Edoardo Molinari continued his love affair with Scotland as a brilliant round of 63 left him in a four way tie for the lead after round one of the Aberdeen Standard Investments Scottish Open.
Fresh off his best finish in the Rolex Series at last week’s Dubai Duty Free Irish Open, the Italian carded his lowest Rolex Series round at The Renaissance Club to sit at eight under alongside countryman Nino Bertasio, Frenchman Romain Wattel and American Matt Kuchar.
Molinari won this event and the Johnnie Walker Championship in 2010 as he earned a captain’s pick for the Ryder Cup team and he could be playing alongside brother Francesco again at next week’s Open Championship.
The top three players in the top ten this week not already exempt will head to Royal Portrush Golf Club, and Molinari will be looking to take his chance after only narrowly missing out in County Clare.
South Africans Thomas Aiken and Erik van Rooyen, Welshman Jamie Donaldson, Belgian Thomas Pieters, Finn Kalle Samooja and English pair Lee Slattery and Andy Sullivan were a shot off the lead on a congested leaderboard.
Samooja made the 17th hole-in-one of the European Tour season on the 15th before Trevor Immelman took the tally to 18 on the same hole later in the day.
Early heavy rain softened the course up and with the wind failing to appear until very late in the day, scores were very low on the East Lothian coast.
After the target had been set at seven under in the morning, there was a nine way tie for the lead at that mark in the afternoon before the leaders broke free.
Molinari birdied the tenth, 12th, 16th and 17th, adding an eagle on the par five first and birdie on the fourth to share top spot. An approach to inside six feet on the par five seventh brought a second eagle of the day and the solo lead before he failed to get up and down on the eighth.
“I’m in a good place at the minute,” he said. “It seems like every week I’m playing better. I’m building something every week and when you play golf like this, it’s quite easy but then everything can change in a very short amount of time.
“You just have to be careful and keep doing the same things and hopefully the results continue to improve.”
Wattel has carded a 63 in Scotland before at the 2012 Johnnie Walker Championship and he was the player to first break the afternoon logjam at seven under.
He had made just two cuts from 15 events coming into this week but added gains on the tenth, 12th, 16th, first, second, fourth, fifth and seventh to a bogey on the 15th, before a closing gain from six feet on the ninth set the target.

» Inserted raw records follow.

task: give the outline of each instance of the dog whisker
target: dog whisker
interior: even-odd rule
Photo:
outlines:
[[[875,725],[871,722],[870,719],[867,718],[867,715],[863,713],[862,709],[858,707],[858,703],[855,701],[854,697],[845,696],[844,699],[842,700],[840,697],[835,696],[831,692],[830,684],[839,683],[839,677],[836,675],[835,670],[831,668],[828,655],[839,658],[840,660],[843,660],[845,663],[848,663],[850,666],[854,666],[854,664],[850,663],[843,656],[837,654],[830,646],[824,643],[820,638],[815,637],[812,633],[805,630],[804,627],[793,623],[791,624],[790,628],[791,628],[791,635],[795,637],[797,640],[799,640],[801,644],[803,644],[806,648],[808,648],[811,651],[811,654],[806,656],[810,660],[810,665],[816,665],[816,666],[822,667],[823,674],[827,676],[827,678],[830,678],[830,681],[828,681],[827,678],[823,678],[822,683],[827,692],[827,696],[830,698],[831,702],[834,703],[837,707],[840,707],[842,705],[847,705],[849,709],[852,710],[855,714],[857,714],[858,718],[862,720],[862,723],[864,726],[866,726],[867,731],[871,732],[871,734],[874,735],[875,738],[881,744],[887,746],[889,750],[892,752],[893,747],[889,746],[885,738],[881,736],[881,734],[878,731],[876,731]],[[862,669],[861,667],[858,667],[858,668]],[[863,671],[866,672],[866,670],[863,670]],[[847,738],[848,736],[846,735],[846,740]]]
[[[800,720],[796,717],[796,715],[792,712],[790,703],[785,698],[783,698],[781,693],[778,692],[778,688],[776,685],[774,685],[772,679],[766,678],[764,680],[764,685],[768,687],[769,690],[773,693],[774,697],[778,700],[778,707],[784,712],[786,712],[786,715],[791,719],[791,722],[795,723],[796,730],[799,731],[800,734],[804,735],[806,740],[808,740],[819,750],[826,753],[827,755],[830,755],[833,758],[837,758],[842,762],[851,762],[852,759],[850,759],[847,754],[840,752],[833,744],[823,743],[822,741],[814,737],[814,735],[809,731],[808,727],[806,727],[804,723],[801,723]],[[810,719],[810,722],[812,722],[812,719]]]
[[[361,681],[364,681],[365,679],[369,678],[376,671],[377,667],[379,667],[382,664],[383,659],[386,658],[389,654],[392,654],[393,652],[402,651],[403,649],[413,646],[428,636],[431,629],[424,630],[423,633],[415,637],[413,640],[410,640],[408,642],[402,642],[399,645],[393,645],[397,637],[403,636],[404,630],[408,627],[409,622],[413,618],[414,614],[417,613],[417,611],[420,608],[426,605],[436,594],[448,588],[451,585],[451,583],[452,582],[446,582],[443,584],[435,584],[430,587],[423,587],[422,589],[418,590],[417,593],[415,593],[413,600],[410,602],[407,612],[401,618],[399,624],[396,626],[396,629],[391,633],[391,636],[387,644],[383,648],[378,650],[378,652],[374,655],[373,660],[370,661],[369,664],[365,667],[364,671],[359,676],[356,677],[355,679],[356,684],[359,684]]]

“It feels really good,” he said. “Really happy with the way I played. It hasn’t been a really good year for me so far. I changed my coach last year and it takes time to rebuild the golf swing so I’m working and trying my best.”
Bertasio was bogey free in his 63, making gains on the 11th, 12th, 13th, 16th, 18th, first, third and seventh.
Kuchar was second at this event in 2015 and a long putt on the 16th handed him a second eagle of the day and a share of the lead after birdies on the fourth, fifth, seventh, eighth, tenth and 14th, bogeys on the ninth and 11th and that first eagle on the 12th.
Sullivan had got to eight under in the morning with an eagle and six birdies but dropped a shot on the eighth, while eight birdies got Aiken to that mark before he made a bogey on the same hole.
Samooja added five birdies to his ace at the 15th, while Donaldson and Pieters both went bogey free with seven birdies, and Slattery and Van Rooyen made eight gains with a single dropped shot.
Major champion Henrik Stenson, local favourite Richie Ramsay, Frenchman Romain Langasque and English trio Chris Paisley, Ian Poulter and Oliver Wilson were two shots off the lead.